Desafios para a inclusão digital da terceira idade

Enviada em 02/10/2019

No filme “Up - Altas aventuras”, o choque de gerações entre um senhor de idade e uma criança evidencia a resistência à mudança por parte dos idosos. Apesar de ficcional, tal situação assemelha-se ao atual, já que esse grupo tem dificuldades para acompanhar os avanços tecnológicos, o que pode causar isolamento social e desafios para o Estado modernizar os sistemas burocráticos. Destarte, é irrefutável que ocorra uma remodelação dos projetos governamentais.

Faz-se mister observar, antes de tudo, o distanciamento coletivo que esses cidadãos sofrem. Segundo Steve Jobs, um dos criadores da empresa “Apple”, a tecnologia move o mundo. Dessa forma, estar atualizado quanto às novas transformações é imprescindível para acompanhar e se adaptar às mudanças na sociedade. Por isso, sem uma alfabetização digital, os idosos acabam isolando-se do convívio, já que, hodiernamente, estar “conectado” nas redes sociais é a principal forma de interação no dia a dia.

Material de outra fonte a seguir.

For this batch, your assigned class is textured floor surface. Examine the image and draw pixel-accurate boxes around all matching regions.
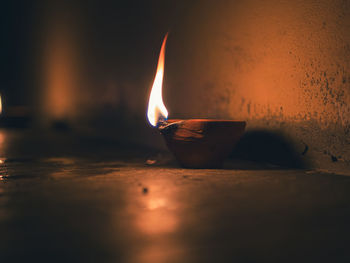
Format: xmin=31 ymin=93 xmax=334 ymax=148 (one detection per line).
xmin=0 ymin=129 xmax=350 ymax=263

Além disso, de acordo com o geriatra José Roberto Pelegrino, o indivíduo da terceira idade necessita estar sempre atualizado e em busca de conhecimentos novos, ou ele pode, então, acabar “estacionado” no tempo, o que prejudica sua saúde mental e também, física.

Paralelo a isso, outro efeito do analfabetismo tecnológico dos idosos, é o maior gasto financeiro governamental. Isso ocorre, por conta da dificuldade de implementação de meios mais desenvolvidos nos setores burocráticos, já que sem aceitação geral da sociedade, é inviável mudanças como essas que não poderiam ser acompanhadas por todos que precisam usufruir dela. Isso porque de acordo com pesquisas feitas pelo Instituto Brasileiro de Geografia e Estatística (IBGE), 12% da população brasileira é composta por pessoas com mais de 60 anos. Assim, sem opção de reforma, o Estado fica preso a meios ultrapassados que causariam mais gastos. Tal situação de descaso pode ser explicada pela teoria de “anomia social”, proposta por Durkheim, já que é bastante contraditório um país em desenvolvimento investir tão pouco em ações fundamentais para a população.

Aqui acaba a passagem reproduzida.